Don't Let's Go to the Dogs Tonight_ An African Childhood - Alexandra Fuller [69]
“They’re nice,” I assure her. “Quite big.”
She says scornfully, “What do you know?” She adds, “You have holes in your knickers.”
Which is true.
“And you don’t sit with your legs together, so everyone can see you have holes in your knickers. And they’re grauby.”
“What are grauby?”
“Your knickers. They’re all gray and holey.”

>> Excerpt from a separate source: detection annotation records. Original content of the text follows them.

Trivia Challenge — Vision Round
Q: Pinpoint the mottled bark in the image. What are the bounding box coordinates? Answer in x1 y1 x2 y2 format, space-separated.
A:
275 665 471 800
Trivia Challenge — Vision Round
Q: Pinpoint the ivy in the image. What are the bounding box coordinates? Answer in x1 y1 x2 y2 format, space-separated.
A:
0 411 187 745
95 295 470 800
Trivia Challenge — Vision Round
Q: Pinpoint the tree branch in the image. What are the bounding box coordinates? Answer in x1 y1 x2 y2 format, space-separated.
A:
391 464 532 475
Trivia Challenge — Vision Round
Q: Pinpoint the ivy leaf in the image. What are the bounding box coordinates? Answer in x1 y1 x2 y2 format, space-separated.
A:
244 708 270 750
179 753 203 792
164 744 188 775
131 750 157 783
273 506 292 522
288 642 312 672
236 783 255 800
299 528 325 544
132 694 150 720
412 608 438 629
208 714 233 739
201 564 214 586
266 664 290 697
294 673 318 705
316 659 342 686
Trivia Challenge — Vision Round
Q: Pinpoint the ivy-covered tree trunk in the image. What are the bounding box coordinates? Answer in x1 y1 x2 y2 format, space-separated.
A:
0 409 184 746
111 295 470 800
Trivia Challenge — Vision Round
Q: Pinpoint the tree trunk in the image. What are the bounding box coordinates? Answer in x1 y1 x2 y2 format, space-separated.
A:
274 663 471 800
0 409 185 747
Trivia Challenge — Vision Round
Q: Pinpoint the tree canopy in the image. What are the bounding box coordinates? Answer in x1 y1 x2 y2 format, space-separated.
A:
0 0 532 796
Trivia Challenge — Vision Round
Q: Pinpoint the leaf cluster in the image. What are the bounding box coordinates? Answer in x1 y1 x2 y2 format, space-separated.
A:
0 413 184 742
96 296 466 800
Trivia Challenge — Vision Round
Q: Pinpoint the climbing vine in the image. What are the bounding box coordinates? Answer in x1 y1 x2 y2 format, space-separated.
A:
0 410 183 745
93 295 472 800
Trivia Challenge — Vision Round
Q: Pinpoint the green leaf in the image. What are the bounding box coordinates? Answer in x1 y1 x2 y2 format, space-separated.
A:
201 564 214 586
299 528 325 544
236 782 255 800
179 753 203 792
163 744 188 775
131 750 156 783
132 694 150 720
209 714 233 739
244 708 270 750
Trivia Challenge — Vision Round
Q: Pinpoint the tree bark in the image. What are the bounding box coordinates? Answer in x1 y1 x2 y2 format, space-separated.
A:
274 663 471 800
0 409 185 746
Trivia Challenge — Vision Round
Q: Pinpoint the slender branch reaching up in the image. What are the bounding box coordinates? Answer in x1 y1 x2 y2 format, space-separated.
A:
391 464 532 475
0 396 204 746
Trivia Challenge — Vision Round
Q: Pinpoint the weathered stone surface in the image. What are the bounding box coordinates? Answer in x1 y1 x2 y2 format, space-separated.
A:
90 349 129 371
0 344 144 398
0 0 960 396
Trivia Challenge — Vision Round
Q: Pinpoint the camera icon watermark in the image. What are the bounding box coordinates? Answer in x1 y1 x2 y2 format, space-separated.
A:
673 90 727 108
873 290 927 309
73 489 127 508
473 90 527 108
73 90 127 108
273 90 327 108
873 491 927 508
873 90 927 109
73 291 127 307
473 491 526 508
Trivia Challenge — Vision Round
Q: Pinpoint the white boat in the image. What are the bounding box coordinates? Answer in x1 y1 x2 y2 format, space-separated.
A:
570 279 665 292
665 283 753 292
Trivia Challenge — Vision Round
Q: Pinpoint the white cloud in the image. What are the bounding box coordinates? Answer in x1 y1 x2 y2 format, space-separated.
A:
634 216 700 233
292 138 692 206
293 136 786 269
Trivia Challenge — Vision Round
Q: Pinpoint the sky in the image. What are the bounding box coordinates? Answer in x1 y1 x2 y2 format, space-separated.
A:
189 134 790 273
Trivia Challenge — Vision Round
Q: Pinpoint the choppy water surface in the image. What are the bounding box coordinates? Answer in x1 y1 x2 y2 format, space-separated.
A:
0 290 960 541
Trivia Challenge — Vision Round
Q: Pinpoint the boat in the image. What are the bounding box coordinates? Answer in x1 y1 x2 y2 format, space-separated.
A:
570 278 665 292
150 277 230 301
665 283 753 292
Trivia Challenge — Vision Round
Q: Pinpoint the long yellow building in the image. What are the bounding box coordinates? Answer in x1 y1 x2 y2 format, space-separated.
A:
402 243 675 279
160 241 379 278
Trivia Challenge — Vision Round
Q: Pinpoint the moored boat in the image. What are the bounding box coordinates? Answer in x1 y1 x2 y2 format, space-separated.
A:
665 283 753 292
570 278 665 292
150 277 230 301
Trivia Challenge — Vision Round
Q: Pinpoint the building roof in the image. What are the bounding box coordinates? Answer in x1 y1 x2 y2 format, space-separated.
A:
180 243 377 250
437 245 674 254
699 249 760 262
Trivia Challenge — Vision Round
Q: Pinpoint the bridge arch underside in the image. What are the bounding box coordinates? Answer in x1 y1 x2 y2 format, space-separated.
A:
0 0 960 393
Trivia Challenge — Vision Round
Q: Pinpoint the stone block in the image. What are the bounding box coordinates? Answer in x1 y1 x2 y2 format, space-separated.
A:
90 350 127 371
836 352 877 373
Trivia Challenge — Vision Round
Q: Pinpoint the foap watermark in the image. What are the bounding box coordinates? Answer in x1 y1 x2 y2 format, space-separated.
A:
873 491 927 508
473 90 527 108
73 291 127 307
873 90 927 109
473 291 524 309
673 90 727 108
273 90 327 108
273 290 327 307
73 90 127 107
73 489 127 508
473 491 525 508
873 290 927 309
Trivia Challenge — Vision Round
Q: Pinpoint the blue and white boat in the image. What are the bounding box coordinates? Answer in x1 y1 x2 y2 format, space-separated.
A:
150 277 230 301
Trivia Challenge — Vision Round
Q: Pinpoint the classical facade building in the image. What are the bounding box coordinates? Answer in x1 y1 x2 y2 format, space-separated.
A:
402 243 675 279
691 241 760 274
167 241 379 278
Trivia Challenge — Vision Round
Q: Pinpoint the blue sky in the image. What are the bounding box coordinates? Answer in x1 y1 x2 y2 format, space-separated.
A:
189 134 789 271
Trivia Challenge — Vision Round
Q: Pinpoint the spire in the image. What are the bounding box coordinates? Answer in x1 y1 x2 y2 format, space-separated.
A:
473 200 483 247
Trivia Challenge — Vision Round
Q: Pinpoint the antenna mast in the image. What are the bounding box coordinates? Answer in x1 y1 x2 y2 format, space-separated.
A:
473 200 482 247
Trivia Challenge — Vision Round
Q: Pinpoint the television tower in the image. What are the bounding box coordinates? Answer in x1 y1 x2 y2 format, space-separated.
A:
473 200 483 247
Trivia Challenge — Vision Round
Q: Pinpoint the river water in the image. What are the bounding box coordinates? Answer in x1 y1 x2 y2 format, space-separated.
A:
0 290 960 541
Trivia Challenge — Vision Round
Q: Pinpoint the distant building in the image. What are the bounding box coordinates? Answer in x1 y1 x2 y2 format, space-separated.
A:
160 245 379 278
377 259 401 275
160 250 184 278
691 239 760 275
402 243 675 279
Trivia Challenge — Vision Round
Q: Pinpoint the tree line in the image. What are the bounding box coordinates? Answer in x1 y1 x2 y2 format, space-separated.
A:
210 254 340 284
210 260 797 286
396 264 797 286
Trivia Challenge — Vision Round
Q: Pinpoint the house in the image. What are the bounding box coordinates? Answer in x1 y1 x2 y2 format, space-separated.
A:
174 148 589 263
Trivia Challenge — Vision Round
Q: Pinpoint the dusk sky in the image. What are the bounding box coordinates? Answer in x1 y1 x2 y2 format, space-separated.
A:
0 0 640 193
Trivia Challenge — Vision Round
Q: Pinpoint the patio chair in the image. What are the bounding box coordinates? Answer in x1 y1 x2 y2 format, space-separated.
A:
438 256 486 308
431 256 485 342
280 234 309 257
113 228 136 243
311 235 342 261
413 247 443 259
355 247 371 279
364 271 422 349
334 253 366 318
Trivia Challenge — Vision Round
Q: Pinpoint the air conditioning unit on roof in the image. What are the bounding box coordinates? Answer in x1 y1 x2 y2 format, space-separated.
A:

“Well . . .” I am close to tears. “They’re handed down from you,” I say, “that’s why. You get new knickers and I have to get your old knickers when you’ve peed in them for three years.”
“I don’t pee in my knickers.”
“Ja, ja.”
Vanessa shuts her eyes at me in exquisite pain and sighs deeply.
And then Mum notices our fingernails and says, “For heaven’s sake, Tim, no wonder Bobo got diarrhea.”
I say, “Mum, can I feel the baby?” I stretch out my hand, ready to put it on her belly.
“No,” says Mum irritably. She sighs again, like she’s on the edge of screaming or crying. “Have you been riding?”
“Every day when we haven’t been camping.”
“Good girl. Wear your riding hat.”
“I will.”
And then to Vanessa, “Are you drawing?”
Vanessa nods.
Mum closes her eyes. We kiss her cheek. “Have the baby soon,” I say.
Vanessa says, “I’ll get the baby’s room ready.”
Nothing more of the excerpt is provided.